Previous studies by our group and others showed that KSHV encodes at least two proteins, LANA and ORF57, that are cleaved by caspases. Cleavage of LANA was shown to inhibit caspase activity (9), while evidence was provided that cleavage of ORF57 could yield a cleavage product that reduces lytic replication (13). In this study, we used SitePrediction to identify additional KSHV-encoded proteins that may undergo caspase cleavage. Using SitePrediction, the top 10 KSHV proteins predicted to be susceptible to caspase cleavage were ORF45, K10.5, K5, ORF57, ORF38, ORF27, ORF22, ORF25, ORF10, and ORF17; these all scored higher than the already confirmed N-terminal caspase-3 cleavage site in LANA (D53). In this work, we confirmed that K5 is indeed cleaved by caspases in PEL cells undergoing lytic replication. K5 is an early lytic KSHV protein that, along with K3, downregulates immune surface markers during lytic replication (14 –17, 25). Utilizing K5-FLAG protein expressed in lentivirus-infected BJAB cells, we showed that K5 is cleaved in vitro at D222 by caspase-8 and caspase-3 but not by caspase-1. While αFas treatment led to significant caspase-mediated processing of K5-FLAG, expression of K5-FLAG significantly decreased the extent of caspase-mediated cell death induced by αFas, an activator of caspase-8. In KSHV-infected iSLK cells exposed to Dox to induce lytic replication, knockout of K5 led to caspase-mediated cell death that does not occur in WT KSHV-infected cells under the same conditions (11). Our data suggest that K5 contributes to the prevention of cell death during lytic replication of KSHV.
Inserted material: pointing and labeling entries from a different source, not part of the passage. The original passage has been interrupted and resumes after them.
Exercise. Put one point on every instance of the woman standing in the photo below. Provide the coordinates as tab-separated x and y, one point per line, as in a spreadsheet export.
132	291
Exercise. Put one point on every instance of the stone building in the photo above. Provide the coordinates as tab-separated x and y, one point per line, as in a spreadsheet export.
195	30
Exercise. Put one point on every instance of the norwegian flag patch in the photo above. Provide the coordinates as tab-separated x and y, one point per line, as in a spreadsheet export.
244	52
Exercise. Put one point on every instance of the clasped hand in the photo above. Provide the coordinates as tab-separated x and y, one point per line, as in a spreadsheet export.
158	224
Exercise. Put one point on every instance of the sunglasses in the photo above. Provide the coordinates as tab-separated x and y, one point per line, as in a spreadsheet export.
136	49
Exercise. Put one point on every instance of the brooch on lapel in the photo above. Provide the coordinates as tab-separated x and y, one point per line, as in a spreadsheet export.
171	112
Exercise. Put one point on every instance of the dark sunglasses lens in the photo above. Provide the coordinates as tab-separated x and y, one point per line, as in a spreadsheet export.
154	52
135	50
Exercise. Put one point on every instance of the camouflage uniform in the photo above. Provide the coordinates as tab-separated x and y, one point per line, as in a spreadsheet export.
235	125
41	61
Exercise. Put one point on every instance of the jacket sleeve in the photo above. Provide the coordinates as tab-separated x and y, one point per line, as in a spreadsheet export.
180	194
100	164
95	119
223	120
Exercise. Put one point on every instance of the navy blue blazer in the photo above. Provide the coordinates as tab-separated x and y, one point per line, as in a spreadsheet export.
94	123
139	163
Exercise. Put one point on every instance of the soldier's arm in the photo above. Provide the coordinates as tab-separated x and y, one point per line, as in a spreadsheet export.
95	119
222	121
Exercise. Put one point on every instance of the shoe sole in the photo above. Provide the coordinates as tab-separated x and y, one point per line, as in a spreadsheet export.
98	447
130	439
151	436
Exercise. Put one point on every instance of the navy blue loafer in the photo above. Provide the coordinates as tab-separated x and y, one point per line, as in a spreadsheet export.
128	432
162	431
We originally became interested in K5 when we found that the immune modulator, pomalidomide, could prevent the downregulation of immune surface markers caused by K5 (29). We initially postulated that following their activation by pomalidomide, caspases may cleave and inactivate K5, resulting in increases in immune surface markers. However, we found that even after truncation at the D222 caspase cleavage site, K5 was able to efficiently downregulate immune surface markers. Consistent with this, others have shown that deletion of the C-terminal tail (amino acids 233–256) of K5 does not significantly alter its ability to downregulate MHC-I, ICAM-1, or interferon (IFN)-gamma receptor 1 (25). We also found that blocking caspase activity in KSHV-infected cells undergoing lytic replication did not significantly change the downregulation of surface markers. These data suggest that caspase cleavage of K5 at the C-terminus does not significantly impair its ability to downregulate immune surface markers.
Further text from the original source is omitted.